1.3 — Rain on a 3-day hike

(a) P(no rain on a day) = 1 − 0.25 = 0.75.
(b) P(no rain on all 3 days) = 0.75³ = 0.4219 ≈ 0.42.
(c) P(at least one rainy day) = 1 − 0.4219 = 0.5781 ≈ 0.58. So there's about a 58% chance the hike gets at least one wet day.

1.4 — School survey on screen time

(a) Stratified is better because it ensures all year groups are proportionally represented; a convenience sample (e.g., just the students near the cafeteria) would over-represent some groups. This satisfies the lesson's "was the sample representative?" check.
(b) Mean (4.2) > median (3.6) → right skew — a few students with very high screen time pull the mean above the median.
(c) Estimated total daily screen time across 900 students = 4.2 × 900 = 3 780 student-hours per day. (The sample mean is the best estimate of the population mean; multiplying by total students gives the total.)

1.5 — Factory leaks

(a) P(leaking) = 12 ÷ 800 = 0.015 = 1.5%.
(b) Leaks per day = 50 000 × 0.015 = 750 bottles/day.
(c) Same number of leaking bottles per day (750), but each holds 2³ = 8× the volume. Total wasted liquid is 8× the first plant (for the same number of bottles produced).

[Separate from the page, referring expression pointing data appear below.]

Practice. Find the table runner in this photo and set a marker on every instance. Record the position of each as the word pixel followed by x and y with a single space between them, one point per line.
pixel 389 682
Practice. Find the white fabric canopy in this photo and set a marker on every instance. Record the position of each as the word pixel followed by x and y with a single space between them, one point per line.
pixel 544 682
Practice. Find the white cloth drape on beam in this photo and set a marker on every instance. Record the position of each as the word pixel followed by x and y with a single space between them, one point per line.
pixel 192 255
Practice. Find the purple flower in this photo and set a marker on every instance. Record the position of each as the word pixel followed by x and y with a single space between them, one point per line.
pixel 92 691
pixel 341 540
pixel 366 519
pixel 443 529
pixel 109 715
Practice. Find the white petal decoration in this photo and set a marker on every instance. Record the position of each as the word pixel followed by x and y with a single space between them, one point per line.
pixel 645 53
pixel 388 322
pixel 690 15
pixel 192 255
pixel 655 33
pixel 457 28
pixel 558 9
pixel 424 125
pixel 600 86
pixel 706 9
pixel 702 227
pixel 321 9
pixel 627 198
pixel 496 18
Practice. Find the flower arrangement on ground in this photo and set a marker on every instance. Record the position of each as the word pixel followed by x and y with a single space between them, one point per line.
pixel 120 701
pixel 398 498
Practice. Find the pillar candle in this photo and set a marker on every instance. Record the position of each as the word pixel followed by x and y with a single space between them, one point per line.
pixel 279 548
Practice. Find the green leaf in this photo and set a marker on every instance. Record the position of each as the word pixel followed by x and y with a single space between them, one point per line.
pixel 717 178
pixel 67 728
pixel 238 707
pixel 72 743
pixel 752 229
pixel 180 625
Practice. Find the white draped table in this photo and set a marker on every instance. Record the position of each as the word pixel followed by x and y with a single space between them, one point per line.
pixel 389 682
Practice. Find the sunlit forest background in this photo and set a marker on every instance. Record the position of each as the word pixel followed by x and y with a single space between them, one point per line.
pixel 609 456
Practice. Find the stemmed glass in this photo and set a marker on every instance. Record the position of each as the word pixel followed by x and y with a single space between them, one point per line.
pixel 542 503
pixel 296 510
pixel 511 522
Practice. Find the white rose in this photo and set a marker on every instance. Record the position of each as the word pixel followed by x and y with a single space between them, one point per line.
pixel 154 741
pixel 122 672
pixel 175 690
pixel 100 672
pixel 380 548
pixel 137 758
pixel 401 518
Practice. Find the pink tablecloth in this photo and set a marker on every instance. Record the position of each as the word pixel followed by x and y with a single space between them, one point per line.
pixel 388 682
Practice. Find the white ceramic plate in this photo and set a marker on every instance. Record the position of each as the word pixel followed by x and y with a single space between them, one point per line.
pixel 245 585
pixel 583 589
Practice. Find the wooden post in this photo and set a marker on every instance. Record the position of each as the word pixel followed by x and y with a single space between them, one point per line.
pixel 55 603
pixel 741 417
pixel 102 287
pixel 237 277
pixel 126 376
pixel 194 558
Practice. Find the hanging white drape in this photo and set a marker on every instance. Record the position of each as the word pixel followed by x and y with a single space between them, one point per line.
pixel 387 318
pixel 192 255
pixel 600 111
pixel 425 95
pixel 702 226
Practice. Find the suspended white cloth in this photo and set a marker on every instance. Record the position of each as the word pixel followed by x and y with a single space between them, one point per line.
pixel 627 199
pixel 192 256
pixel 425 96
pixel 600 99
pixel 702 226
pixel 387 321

2.1 — Explain your thinking (sample response)

(i) 12 000 m is absurd as a building height — the tallest building on Earth (Burj Khalifa) is 828 m, so a Year 9 problem would never legitimately give a number 14× larger. Even Australia's tallest building (Q1 in the Gold Coast) is only 322 m. (ii) This fails the lesson's "Does it match a rough estimate?" check: a quick mental estimate should give a number in the tens or hundreds of metres for any plausible building, not the kilometres. (iii) The most common cause is a unit error — e.g., mixing cm with m, or forgetting to divide by 100 — which the lesson lists as the second misconception of multi-step problems. A second common cause is using the wrong trig ratio (cos instead of sin) which puts the variable in the wrong place. (iv) Tell them to re-check the units at each step — write down the units beside each number — and to compute an order-of-magnitude estimate (e.g., "for a building, I expect 10-300 m") before redoing the problem.

Marking: 1 per part (i)–(iv). Award full marks for any clear, lesson-grounded answer that names a real-world reference and a unit-error/check-each-step concept.